Thursday, August 31, 2006

Lingkaran

Ada yang bilang, kehidupan itu seperti sebuah roda. Kadang di atas, kadang di bawah, tanpa kecepatan yang pasti. Kalau melihat hamster yang berlari dalam jeruji, roda tak juga bergerak karena terhambat, hingga ia akhirnya harus melompat-lompat, atau bahkan mengumpat. Eh, mungkinkah seekor binatang megumpat? Dalam teori yang kuketahui, bahasa lengkap dengan hiasan kosakata, hanya milik manusia. Internal Device ... menurut Choamsky, aku sendiri hanya manggut-manggutmembacanya, karena terperangkap oleh sakralitas muka baru.

Setelah pra-modern ditinggalkan, lengkap dengan "The 'God' of blank spot", deterministik menjadi raja. Namun karena ketidaklengkapannya, banyak yang kembali menyakralkan artefak-artefak buatan. Bukan patung roti yang dijadikan puja-puji, tapi teknologi. Satelit Palapa yang mengangkasa berperan menjadi Armstrong yang mengajak manusia bermimpi. Huru hara dalam negeri, boleh terlupa sejenak, Indonesia sudah canggih.

Hihi, kembali lagi, fetish wajah baru...

Monday, August 28, 2006

Ruang, Waktu, dan Rasio

Hehe.. judulnya serem banget, tapi ketiga hal itulah yang menyebabkan aku dua minggu belakangan ini jarang menuangkan pikiran dalam kata. Percobaan yang kucanangkan pada diriku berdasarkan studi historis plus teori-teori ternyata berdampak pada kekacauan.
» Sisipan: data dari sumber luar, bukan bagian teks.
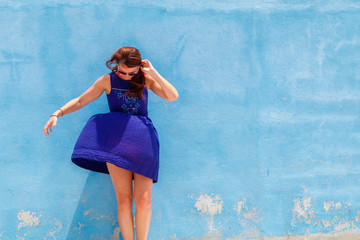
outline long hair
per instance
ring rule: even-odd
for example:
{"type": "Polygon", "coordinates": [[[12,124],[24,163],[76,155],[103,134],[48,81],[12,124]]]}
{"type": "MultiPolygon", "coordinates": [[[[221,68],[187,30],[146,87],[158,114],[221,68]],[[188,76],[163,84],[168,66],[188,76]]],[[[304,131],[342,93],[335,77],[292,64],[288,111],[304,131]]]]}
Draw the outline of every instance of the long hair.
{"type": "MultiPolygon", "coordinates": [[[[125,64],[129,68],[133,68],[140,67],[141,62],[141,54],[138,49],[134,47],[121,47],[115,51],[108,61],[106,61],[106,66],[112,72],[116,72],[120,63],[125,64]]],[[[125,94],[129,97],[132,97],[135,94],[136,96],[145,99],[142,94],[145,88],[145,74],[141,71],[141,68],[139,68],[139,72],[133,76],[129,82],[130,89],[125,94]]]]}

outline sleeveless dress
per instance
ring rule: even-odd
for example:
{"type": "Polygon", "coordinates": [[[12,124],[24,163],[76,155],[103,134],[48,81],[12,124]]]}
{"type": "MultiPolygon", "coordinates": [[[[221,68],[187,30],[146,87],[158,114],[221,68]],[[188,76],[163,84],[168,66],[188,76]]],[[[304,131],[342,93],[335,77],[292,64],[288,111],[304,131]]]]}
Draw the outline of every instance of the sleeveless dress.
{"type": "MultiPolygon", "coordinates": [[[[71,156],[79,167],[109,174],[106,162],[158,180],[159,137],[148,117],[148,91],[129,97],[129,81],[111,72],[111,92],[107,95],[109,113],[95,114],[87,121],[71,156]]],[[[134,177],[133,177],[134,179],[134,177]]]]}

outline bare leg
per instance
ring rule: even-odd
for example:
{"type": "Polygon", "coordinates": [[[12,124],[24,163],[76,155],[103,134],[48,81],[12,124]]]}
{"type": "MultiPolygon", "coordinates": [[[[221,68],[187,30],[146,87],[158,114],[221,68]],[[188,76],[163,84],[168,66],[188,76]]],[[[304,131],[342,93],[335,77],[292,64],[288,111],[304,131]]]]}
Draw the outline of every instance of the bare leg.
{"type": "Polygon", "coordinates": [[[121,235],[124,240],[134,240],[132,172],[108,162],[106,165],[115,189],[121,235]]]}
{"type": "Polygon", "coordinates": [[[134,198],[136,204],[136,238],[146,240],[151,219],[151,193],[153,180],[134,173],[134,198]]]}

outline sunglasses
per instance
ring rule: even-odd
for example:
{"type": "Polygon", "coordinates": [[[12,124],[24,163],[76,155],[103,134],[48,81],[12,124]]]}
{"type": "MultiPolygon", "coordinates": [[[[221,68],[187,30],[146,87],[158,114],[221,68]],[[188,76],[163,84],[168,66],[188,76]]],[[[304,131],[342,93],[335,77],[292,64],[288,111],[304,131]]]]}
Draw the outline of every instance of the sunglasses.
{"type": "Polygon", "coordinates": [[[136,72],[132,72],[132,73],[125,73],[125,72],[123,72],[123,71],[120,71],[119,70],[119,68],[117,69],[118,70],[118,72],[119,73],[121,73],[122,75],[129,75],[129,76],[135,76],[136,74],[138,74],[138,72],[139,72],[139,68],[138,68],[138,70],[136,71],[136,72]]]}

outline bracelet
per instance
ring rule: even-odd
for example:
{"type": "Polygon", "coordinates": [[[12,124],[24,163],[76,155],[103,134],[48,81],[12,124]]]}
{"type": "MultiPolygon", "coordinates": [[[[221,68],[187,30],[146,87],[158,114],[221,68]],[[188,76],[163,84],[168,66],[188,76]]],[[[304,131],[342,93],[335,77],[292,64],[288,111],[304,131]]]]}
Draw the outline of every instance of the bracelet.
{"type": "Polygon", "coordinates": [[[64,116],[64,111],[61,108],[59,110],[61,111],[61,116],[64,116]]]}
{"type": "Polygon", "coordinates": [[[58,117],[58,116],[57,116],[57,115],[55,115],[55,114],[51,115],[50,117],[52,117],[52,116],[58,117]]]}

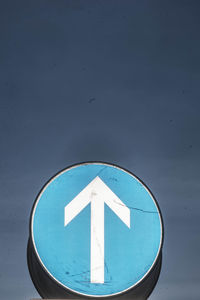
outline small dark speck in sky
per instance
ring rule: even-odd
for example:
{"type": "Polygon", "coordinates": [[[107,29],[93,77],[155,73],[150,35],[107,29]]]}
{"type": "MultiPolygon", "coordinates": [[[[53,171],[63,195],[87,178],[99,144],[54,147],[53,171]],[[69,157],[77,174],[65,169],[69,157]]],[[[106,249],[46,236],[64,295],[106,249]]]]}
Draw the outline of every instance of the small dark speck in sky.
{"type": "Polygon", "coordinates": [[[88,101],[88,103],[92,103],[92,102],[94,102],[96,99],[95,98],[91,98],[89,101],[88,101]]]}

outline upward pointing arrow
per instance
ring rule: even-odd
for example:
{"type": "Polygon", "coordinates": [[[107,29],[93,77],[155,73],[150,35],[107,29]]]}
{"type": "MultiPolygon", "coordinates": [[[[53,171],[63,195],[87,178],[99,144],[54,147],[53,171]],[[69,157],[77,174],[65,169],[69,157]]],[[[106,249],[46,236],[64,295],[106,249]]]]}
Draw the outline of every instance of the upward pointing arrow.
{"type": "Polygon", "coordinates": [[[91,202],[90,282],[104,283],[104,202],[130,228],[130,209],[97,176],[65,206],[67,226],[91,202]]]}

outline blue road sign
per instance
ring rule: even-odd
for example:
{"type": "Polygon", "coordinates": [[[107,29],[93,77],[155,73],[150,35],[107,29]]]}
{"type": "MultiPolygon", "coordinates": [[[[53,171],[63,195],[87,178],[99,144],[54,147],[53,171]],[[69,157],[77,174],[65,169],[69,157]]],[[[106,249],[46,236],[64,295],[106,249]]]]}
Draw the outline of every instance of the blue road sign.
{"type": "Polygon", "coordinates": [[[162,221],[148,188],[106,163],[82,163],[53,177],[34,204],[31,234],[49,276],[85,296],[134,288],[152,270],[162,221]]]}

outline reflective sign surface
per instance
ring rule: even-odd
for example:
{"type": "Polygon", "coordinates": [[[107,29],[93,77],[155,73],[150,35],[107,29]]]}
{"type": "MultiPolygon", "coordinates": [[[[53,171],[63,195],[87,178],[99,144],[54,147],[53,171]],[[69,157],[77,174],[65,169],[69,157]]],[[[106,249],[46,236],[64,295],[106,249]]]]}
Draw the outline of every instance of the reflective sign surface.
{"type": "Polygon", "coordinates": [[[162,244],[152,194],[128,171],[104,163],[75,165],[51,179],[35,202],[31,230],[49,275],[87,296],[133,288],[162,244]]]}

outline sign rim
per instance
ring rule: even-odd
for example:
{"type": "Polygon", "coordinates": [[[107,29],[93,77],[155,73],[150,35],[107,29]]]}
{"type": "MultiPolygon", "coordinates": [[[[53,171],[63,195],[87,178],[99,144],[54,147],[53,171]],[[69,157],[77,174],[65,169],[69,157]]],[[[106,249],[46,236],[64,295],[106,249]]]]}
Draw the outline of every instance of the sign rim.
{"type": "Polygon", "coordinates": [[[34,203],[33,203],[33,206],[32,206],[32,210],[31,210],[31,214],[30,214],[30,223],[29,223],[29,231],[30,231],[30,237],[31,237],[31,241],[32,241],[32,245],[33,245],[33,249],[34,249],[34,252],[36,254],[36,258],[38,259],[41,267],[43,268],[43,270],[47,273],[47,275],[53,279],[58,285],[60,285],[61,287],[63,287],[66,291],[68,292],[72,292],[73,294],[78,294],[80,296],[85,296],[85,297],[90,297],[90,298],[108,298],[108,297],[113,297],[113,296],[117,296],[117,295],[121,295],[121,294],[124,294],[128,291],[130,291],[131,289],[139,286],[141,284],[141,282],[146,278],[148,277],[148,275],[151,273],[152,269],[154,268],[154,266],[156,265],[156,262],[159,258],[159,255],[161,253],[161,250],[162,250],[162,247],[163,247],[163,240],[164,240],[164,225],[163,225],[163,217],[162,217],[162,214],[161,214],[161,210],[160,210],[160,207],[158,205],[158,202],[156,200],[156,198],[154,197],[153,193],[151,192],[151,190],[146,186],[146,184],[138,177],[136,176],[134,173],[130,172],[129,170],[123,168],[123,167],[120,167],[119,165],[116,165],[116,164],[113,164],[113,163],[108,163],[108,162],[103,162],[103,161],[86,161],[86,162],[80,162],[80,163],[76,163],[76,164],[73,164],[73,165],[70,165],[69,167],[66,167],[64,169],[62,169],[61,171],[58,171],[55,175],[53,175],[41,188],[40,192],[38,193],[34,203]],[[147,190],[147,192],[150,194],[152,200],[154,201],[155,203],[155,206],[158,210],[158,215],[159,215],[159,219],[160,219],[160,228],[161,228],[161,236],[160,236],[160,245],[159,245],[159,249],[158,249],[158,252],[157,252],[157,255],[151,265],[151,267],[148,269],[148,271],[143,275],[143,277],[138,280],[135,284],[133,284],[132,286],[128,287],[127,289],[123,290],[123,291],[120,291],[120,292],[117,292],[117,293],[113,293],[113,294],[108,294],[108,295],[91,295],[91,294],[86,294],[86,293],[81,293],[81,292],[78,292],[72,288],[69,288],[68,286],[64,285],[62,282],[60,282],[58,279],[56,279],[51,273],[50,271],[47,269],[47,267],[44,265],[42,259],[40,258],[40,255],[37,251],[37,247],[35,245],[35,240],[34,240],[34,234],[33,234],[33,220],[34,220],[34,215],[35,215],[35,210],[36,210],[36,207],[37,207],[37,204],[41,198],[41,195],[42,193],[45,191],[45,189],[49,186],[49,184],[51,184],[51,182],[56,179],[58,176],[62,175],[63,173],[65,173],[66,171],[69,171],[75,167],[78,167],[78,166],[81,166],[81,165],[91,165],[91,164],[99,164],[99,165],[107,165],[107,166],[110,166],[110,167],[114,167],[116,169],[120,169],[126,173],[128,173],[129,175],[131,175],[132,177],[134,177],[138,182],[140,182],[143,187],[147,190]]]}

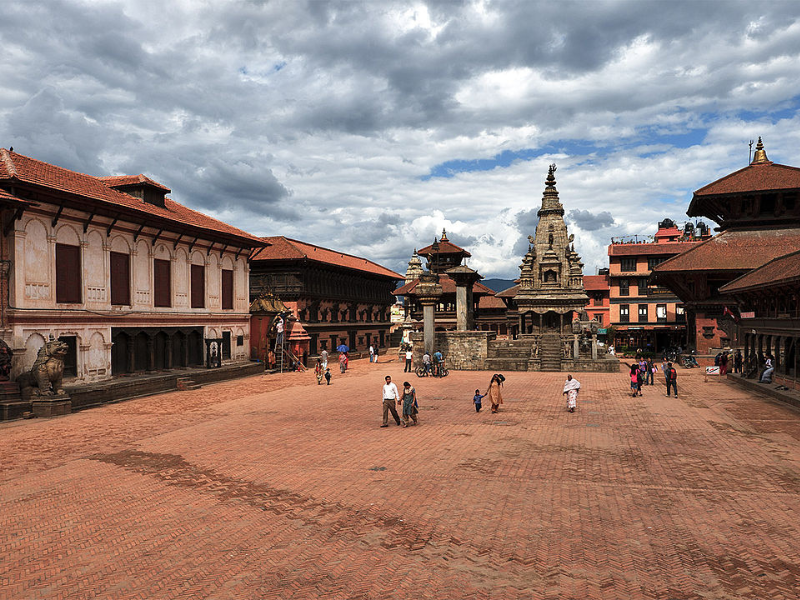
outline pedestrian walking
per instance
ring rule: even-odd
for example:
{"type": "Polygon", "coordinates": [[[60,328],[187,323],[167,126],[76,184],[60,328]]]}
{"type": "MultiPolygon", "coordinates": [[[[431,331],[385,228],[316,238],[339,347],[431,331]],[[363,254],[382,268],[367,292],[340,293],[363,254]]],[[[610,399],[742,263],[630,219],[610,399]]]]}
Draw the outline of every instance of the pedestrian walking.
{"type": "Polygon", "coordinates": [[[647,359],[647,385],[653,385],[653,377],[655,376],[658,367],[653,364],[653,359],[647,359]]]}
{"type": "Polygon", "coordinates": [[[492,403],[492,412],[496,413],[500,410],[500,405],[503,403],[503,380],[500,379],[501,375],[495,373],[492,375],[492,380],[489,382],[489,389],[486,390],[484,396],[489,396],[489,402],[492,403]]]}
{"type": "Polygon", "coordinates": [[[641,374],[641,381],[639,382],[639,391],[642,391],[642,386],[647,385],[647,361],[643,356],[639,357],[639,373],[641,374]]]}
{"type": "Polygon", "coordinates": [[[403,382],[403,427],[408,427],[409,421],[412,421],[414,425],[419,425],[418,411],[417,390],[405,381],[403,382]]]}
{"type": "Polygon", "coordinates": [[[664,360],[661,361],[661,373],[664,375],[664,383],[665,384],[667,383],[667,365],[668,364],[669,364],[669,361],[667,360],[667,357],[665,356],[664,360]]]}
{"type": "Polygon", "coordinates": [[[339,352],[339,371],[344,373],[347,370],[347,355],[344,352],[339,352]]]}
{"type": "Polygon", "coordinates": [[[324,371],[322,370],[322,361],[317,359],[317,364],[314,365],[314,375],[317,378],[317,385],[322,385],[322,376],[324,371]]]}
{"type": "Polygon", "coordinates": [[[381,347],[375,344],[375,362],[378,362],[378,355],[381,353],[381,347]]]}
{"type": "Polygon", "coordinates": [[[564,382],[564,395],[567,397],[567,410],[575,412],[578,408],[578,391],[581,389],[581,384],[577,379],[573,379],[572,375],[567,375],[567,380],[564,382]]]}
{"type": "Polygon", "coordinates": [[[389,426],[389,413],[392,413],[395,423],[400,425],[400,416],[397,414],[395,403],[400,404],[400,394],[397,392],[397,386],[392,383],[392,378],[387,375],[384,378],[383,385],[383,424],[381,427],[389,426]]]}
{"type": "Polygon", "coordinates": [[[675,397],[678,397],[678,372],[675,370],[675,367],[672,366],[672,363],[667,363],[667,370],[664,373],[667,378],[667,398],[669,398],[669,390],[670,387],[675,392],[675,397]]]}
{"type": "Polygon", "coordinates": [[[635,398],[636,396],[641,396],[642,395],[642,392],[640,390],[640,383],[639,383],[640,377],[641,377],[641,374],[639,373],[639,364],[638,363],[633,363],[633,364],[628,365],[628,366],[631,369],[631,373],[630,373],[630,376],[631,376],[631,392],[632,392],[631,395],[635,398]]]}
{"type": "Polygon", "coordinates": [[[375,362],[375,348],[372,344],[369,345],[369,362],[375,362]]]}
{"type": "Polygon", "coordinates": [[[475,412],[481,412],[483,396],[480,390],[475,390],[475,395],[472,397],[472,402],[475,404],[475,412]]]}
{"type": "Polygon", "coordinates": [[[741,373],[742,372],[742,363],[743,363],[742,351],[737,350],[736,354],[733,355],[733,372],[734,373],[741,373]]]}
{"type": "Polygon", "coordinates": [[[761,373],[759,383],[772,383],[772,374],[775,372],[775,367],[772,366],[772,354],[767,354],[767,359],[764,361],[764,372],[761,373]]]}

Ok, belum benar-benar runtuh dalam chaos sebenarnya, meski sudah limit menuju jatuh. Seharusnya dengan menggunakan sistem umpan balik, aku bisa mengembalikan kondisiku dalam keadaan stabil, namun aku masih ingin memberi sedikit waktu bagi eksperimenku.

Duh, aku jadi masuk golongan orang deterministik gini. Dosenku meminjamkan aku buku Introducing Networks System, dan isinya penuh dengan pemodelan sistem sosial. Jadilah aku pengamat yang bermain-main dalam mempolakan hidupku sendiri. Kan asyiknya seorang pengamat adalah ia memiliki kekuasaan untuk berada di semua sektor, atau dalam bahasaku aku menyebutnya sebagai seorang joker. Out of system, tapi bisa mensinergikan banyak hal.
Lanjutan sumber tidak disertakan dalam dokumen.